Notwithstanding any other provisions of this division, payments to an individual under a plan or system established by an employer which makes provisions for his employees generally, or for a class or group of his employees, for the purpose of supplementing unemployment compensation benefits shall not be construed to be wages or compensation for personal services under this division and benefits payable under this division shall not be denied or reduced because of the receipt of payments under such arrangements or plans.

This amendment is hereby declared to be merely a clarification of the original intention of the Legislature and is not a substantive change, and is in conformity with the existing administrative interpretation of the law.

(Added by Stats. 1959, Ch. 1077.)

1265.1.
  

(a) Notwithstanding any other provision of this division, payments to an individual by an employer who has failed to provide the advance notice of facility closure required by the federal Worker Adjustment and Retraining Notification (WARN) Act (29 U.S.C. Sec. 2101 et seq.) or Chapter 4 (commencing with Section 1400) of Part 4 of Division 2 of the Labor Code may not be construed to be wages or compensation for personal services under this division.
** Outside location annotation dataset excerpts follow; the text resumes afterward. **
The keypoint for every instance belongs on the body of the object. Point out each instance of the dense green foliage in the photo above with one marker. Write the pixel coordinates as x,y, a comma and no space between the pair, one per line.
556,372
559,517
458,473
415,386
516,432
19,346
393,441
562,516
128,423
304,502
(b) Benefits payable under this division may not be denied or reduced because of the receipt of payments related in any way to an employer’s violation of the WARN Act or Chapter 4 (commencing with Section 1400) of Part 4 of Division 2 of the Labor Code.

(Amended by Stats. 2004, Ch. 776, Sec. 1. Effective January 1, 2005.)

1265.5.
  

Notwithstanding any other provision of this division, payments to an individual for vacation pay which was earned but not paid for services performed prior to termination of employment shall not be construed to be wages or compensation for personal services under this division and benefits payable under this division shall not be denied or reduced because of the receipt of these payments.

(Amended by Stats. 1991, Ch. 1134, Sec. 1.)

1265.6.
  

Notwithstanding any other provision of this division, payments to an individual for holiday pay for any holiday occurring in a week during which the individual was unemployed shall be deemed wages received for the week in which the individual returns to work, if holiday pay is not paid until the individual returns to work from a definite period of layoff. Payments to an individual for holiday pay for any holiday occurring in a week during which the individual was unemployed shall be deemed wages received for the week in which the holiday falls, if holiday pay is paid prior to the individual’s return to work from a definite period of layoff.

However, payments to an individual for holiday pay which was earned but not paid prior to an indefinite layoff, or termination of employment, or commencement of unemployment caused by disability, as the case may be, shall not be construed to be wages or compensation for personal services under this division and benefits payable under this division shall not be denied or reduced because of the receipt of these payments.

(Amended by Stats. 1987, Ch. 929, Sec. 3.)

1265.7.
  

Notwithstanding any other provision of this division, payments to an individual for sick pay which was earned but not paid for services performed prior to termination of employment, shall not be construed to be wages or compensation for personal services under this division and benefits payable under this division shall not be denied or reduced because of the receipt of such payments.

(Added by Stats. 1976, Ch. 1054.)

1265.9.
  

Notwithstanding any other provision of this division, payments for severance pay or terminal pay to an individual who is terminated from his or her employment as a direct result of the expansion of a federal redwood park in northern California by reason of legislation enacted by Congress in 1977 or 1978, shall not be construed to be wages or compensation for personal services under this division, and benefits payable under this division shall not be denied or reduced because of the receipt of such payment.

(Added by renumbering Section 1265.7 (as added by Stats. 1977, Ch. 1156) by Stats. 1979, Ch. 373.)